Promotional image for rapper Lupe Fiasco.
COURTESY OF ATLANTIC RECORDS
Bright Lights: After being delayed for more than a year, Lupe Fiasco’s Lasers finally hit store shelves on March 8.

Amid controversy surrounding his third studio album, Chicago based MC Lupe Fiasco’s highly anticipated Album Lasers has finally dropped.

With pressure coming from Atlantic Records to change the music’s sound and a postponed release date due to conflicts between both parties, the long delayed record is not what fans or critics—including Lupe Fiasco himself—came to recognize the acclaimed rapper for.

The follow up to 2007’s Grammy award-nominated The Cool, Lasers struggles to find its own voice in almost every song.

In “I Don’t Wanna Care Right Now” featuring MDMA, Fiasco’s trademark deep-meaning, intricate lyrics are sacrificed for an upbeat electro-pop experience. The result leaves you feeling like Fiasco mailed in his verses, and like the title of the song implies, really didn’t want to care.

The disconnection with the music is evident throughout the album.

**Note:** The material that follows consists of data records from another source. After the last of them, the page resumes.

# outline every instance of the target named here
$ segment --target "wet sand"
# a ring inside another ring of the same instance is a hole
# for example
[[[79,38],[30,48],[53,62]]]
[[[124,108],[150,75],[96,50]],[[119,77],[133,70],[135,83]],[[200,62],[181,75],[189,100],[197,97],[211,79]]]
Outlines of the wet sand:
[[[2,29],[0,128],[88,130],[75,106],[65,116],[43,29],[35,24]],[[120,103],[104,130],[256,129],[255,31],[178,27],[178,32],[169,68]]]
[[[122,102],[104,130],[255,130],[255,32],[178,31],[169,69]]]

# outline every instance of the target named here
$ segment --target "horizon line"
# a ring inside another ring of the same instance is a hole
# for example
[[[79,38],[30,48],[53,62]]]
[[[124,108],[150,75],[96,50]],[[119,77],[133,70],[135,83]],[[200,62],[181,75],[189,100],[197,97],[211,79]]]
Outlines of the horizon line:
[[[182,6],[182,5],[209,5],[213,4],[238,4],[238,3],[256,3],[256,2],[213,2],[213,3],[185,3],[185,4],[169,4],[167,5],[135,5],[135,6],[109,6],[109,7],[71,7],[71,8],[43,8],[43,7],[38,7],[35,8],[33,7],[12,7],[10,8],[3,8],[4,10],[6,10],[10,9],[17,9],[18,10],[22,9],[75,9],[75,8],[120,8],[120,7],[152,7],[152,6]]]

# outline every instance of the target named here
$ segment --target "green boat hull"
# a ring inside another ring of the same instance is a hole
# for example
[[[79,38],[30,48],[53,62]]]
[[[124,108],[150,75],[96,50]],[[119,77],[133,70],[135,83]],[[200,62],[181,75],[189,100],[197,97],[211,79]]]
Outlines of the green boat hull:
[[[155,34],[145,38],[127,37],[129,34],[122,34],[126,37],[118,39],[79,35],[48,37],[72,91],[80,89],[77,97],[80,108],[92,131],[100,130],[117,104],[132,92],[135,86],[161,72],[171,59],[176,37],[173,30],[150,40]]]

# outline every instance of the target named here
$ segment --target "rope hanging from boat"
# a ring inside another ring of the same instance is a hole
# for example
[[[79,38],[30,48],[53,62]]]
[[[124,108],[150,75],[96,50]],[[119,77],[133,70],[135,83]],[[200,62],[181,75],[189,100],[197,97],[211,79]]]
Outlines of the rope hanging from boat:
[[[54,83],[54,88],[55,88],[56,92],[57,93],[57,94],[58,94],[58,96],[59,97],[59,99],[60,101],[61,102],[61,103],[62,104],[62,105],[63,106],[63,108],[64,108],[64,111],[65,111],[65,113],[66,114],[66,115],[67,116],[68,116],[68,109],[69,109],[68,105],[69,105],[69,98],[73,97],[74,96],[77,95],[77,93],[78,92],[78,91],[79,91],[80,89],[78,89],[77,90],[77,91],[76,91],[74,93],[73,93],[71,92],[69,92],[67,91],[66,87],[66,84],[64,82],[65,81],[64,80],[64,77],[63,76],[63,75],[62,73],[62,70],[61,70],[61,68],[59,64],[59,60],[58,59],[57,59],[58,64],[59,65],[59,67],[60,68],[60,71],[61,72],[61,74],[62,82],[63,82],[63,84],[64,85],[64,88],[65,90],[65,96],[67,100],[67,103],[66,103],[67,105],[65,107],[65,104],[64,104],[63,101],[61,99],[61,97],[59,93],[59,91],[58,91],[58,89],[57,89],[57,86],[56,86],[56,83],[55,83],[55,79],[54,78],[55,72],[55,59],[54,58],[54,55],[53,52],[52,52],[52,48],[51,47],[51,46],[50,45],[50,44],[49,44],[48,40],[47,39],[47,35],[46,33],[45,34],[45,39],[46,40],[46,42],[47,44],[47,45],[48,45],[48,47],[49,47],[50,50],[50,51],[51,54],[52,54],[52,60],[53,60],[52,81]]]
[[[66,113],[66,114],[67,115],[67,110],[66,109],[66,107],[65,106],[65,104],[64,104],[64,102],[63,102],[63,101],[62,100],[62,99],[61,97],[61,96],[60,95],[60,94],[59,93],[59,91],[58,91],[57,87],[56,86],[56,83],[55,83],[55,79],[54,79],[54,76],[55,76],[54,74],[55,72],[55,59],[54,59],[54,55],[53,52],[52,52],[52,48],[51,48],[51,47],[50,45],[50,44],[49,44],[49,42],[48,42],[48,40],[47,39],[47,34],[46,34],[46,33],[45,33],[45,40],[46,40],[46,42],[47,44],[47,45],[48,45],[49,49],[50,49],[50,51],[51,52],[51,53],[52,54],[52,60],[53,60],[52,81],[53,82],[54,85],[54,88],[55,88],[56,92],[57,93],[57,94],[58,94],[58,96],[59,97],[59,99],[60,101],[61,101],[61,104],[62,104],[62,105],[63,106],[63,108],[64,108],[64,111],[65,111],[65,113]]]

As explained in a February interview with Complex Magazine, when discussing the album’s first single “The Show Goes On”, Fiasco said, “I didn’t have anything to do with that record. It was the label’s [record].”

Even with the record’s struggles, Fiasco’s talent manages to appear, briefly, on a pair of songs.

“Words I Never Said”, the albums second single, is a heavily political-driven assault on topics such as a biased media, government corruption and worldwide violence. The song features a chorus from Grammy-nominated female vocalist Skylar Grey.

“All Black Everything”—the Album’s 11th track—is billed as another intelligent, well-conceived tune dealing with race, government, and social stature that includes Fiasco’s trademark lingering message of positive social change.

Though glimmers of a once-heard Fiasco appear, overall, Lasers doesn’t make the cut. The lack of a collective musical theme has the album falling short, even to loyal Lupe fans.

For many, the album’s delay was indefinite, not just in the years and months that actually passed, but because after listening to Lasers, you never really hear the Lupe Fiasco we are all used to.